According to the bidder, however, EP ensured already full support by METRO´s key shareholder Haniel and holds a call option from Ceconomy.

 

 

 

 


 

 

M & A

 

ADO Properties S.A.: Candidates for Senior Management Positions wanted (soon!)

ADO Properties S.A. informed about the extension of the appointment of the CFO Florian Goldgruber and the COO Eyal Horn on an interim basis until September 30th, 2019, while the company is undertaking a search for a new CFO and COO.

The CEO of ADO Properties, Rabin Savion, is expected to leave the company with the scheduled expiration of his contract on July 22nd, 2019. According to the announcement, the company is also in the process of searching for a new CEO.

 

Tele Columbus AG: Too many Candidates

While ADO Properties needs to cover its vacancies on the senior management level soon, Tele Columbus might have too many candidates for the upcoming elections to the Supervisory Board. Following the invitation to this year´s AGM on May 15th, 2019, the company received a counter motion to item 7 of the agenda (Elections to the Supervisory Board) by United Internet, submitting its own proposal for the election on May 31st.
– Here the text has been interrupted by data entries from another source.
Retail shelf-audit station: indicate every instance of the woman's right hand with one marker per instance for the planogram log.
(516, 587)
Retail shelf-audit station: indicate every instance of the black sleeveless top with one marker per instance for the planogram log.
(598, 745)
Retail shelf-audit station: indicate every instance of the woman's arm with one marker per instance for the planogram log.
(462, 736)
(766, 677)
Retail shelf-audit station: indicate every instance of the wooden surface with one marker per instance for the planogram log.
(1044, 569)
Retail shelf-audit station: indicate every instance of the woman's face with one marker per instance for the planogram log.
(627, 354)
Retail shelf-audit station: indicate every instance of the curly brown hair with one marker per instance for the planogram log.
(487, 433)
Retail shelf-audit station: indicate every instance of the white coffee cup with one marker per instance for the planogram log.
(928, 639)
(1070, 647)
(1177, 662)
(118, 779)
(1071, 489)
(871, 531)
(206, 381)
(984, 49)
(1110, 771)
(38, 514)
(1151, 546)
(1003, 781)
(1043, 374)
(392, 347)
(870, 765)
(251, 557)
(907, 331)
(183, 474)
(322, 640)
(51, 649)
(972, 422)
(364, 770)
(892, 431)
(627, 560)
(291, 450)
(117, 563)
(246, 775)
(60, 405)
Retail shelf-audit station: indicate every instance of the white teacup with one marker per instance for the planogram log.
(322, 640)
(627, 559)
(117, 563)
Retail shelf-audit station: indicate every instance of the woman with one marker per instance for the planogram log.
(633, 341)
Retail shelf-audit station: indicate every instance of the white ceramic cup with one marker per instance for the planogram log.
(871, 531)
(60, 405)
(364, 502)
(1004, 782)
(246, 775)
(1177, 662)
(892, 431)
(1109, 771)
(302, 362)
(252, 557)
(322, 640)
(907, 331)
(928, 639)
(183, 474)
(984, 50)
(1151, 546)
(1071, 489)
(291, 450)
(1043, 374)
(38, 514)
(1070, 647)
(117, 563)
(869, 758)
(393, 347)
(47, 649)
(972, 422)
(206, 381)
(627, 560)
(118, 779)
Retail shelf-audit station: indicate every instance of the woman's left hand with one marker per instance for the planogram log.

United Internet, which is Tele Columbus single largest shareholder with a holding of close to 30% of the shares in issue, expresses its concerns at the current status of Tele Columbus, highlighting share price and earnings declines and fluctuations in the management team. The key message to Tele Columbus was summarized as follows: “We are convinced that the candidates we propose have the expertise and experience required in technology and business management to perform the Supervisory Board´s duties optimally and assist the Management Board as far as possible in meeting the challenges ahead.”

While the initial reply by Tele Columbus has been a clear rejection of the proposal via a press release made on the same day, the company later postponed the AGM from June 21st to August 29th, 2019. The new AGM agenda shall be published in due course.

 

CTS EVENTIM & Co. KGaA: Caught in a Traffic Jam

The European Court of Justice decided that the planned German infrastructure charge – in combination with the relief from motor vehicle tax in Germany – constitutes an indirect discrimination on grounds of nationality and is in breach of the principles of the free movement of goods and of the freedom to provide services. On December 30th, 2018, a syndicate of CTS EVENTIM and Kapsch TrafficCom was commissioned with the collection of the infrastructure charge by the German Federal Ministry of Transport and Digital Infrastructure. In this context, CTS EVENTIM informed that it is now reviewing the reasons for the termination and its implications. According to the press release, the contracts concluded with the German Federal Government contains protective provisions intended to prevent pecuniary damages for the operating company and its shareholders which also may be applicable in case the infrastructure charge will not be implemented.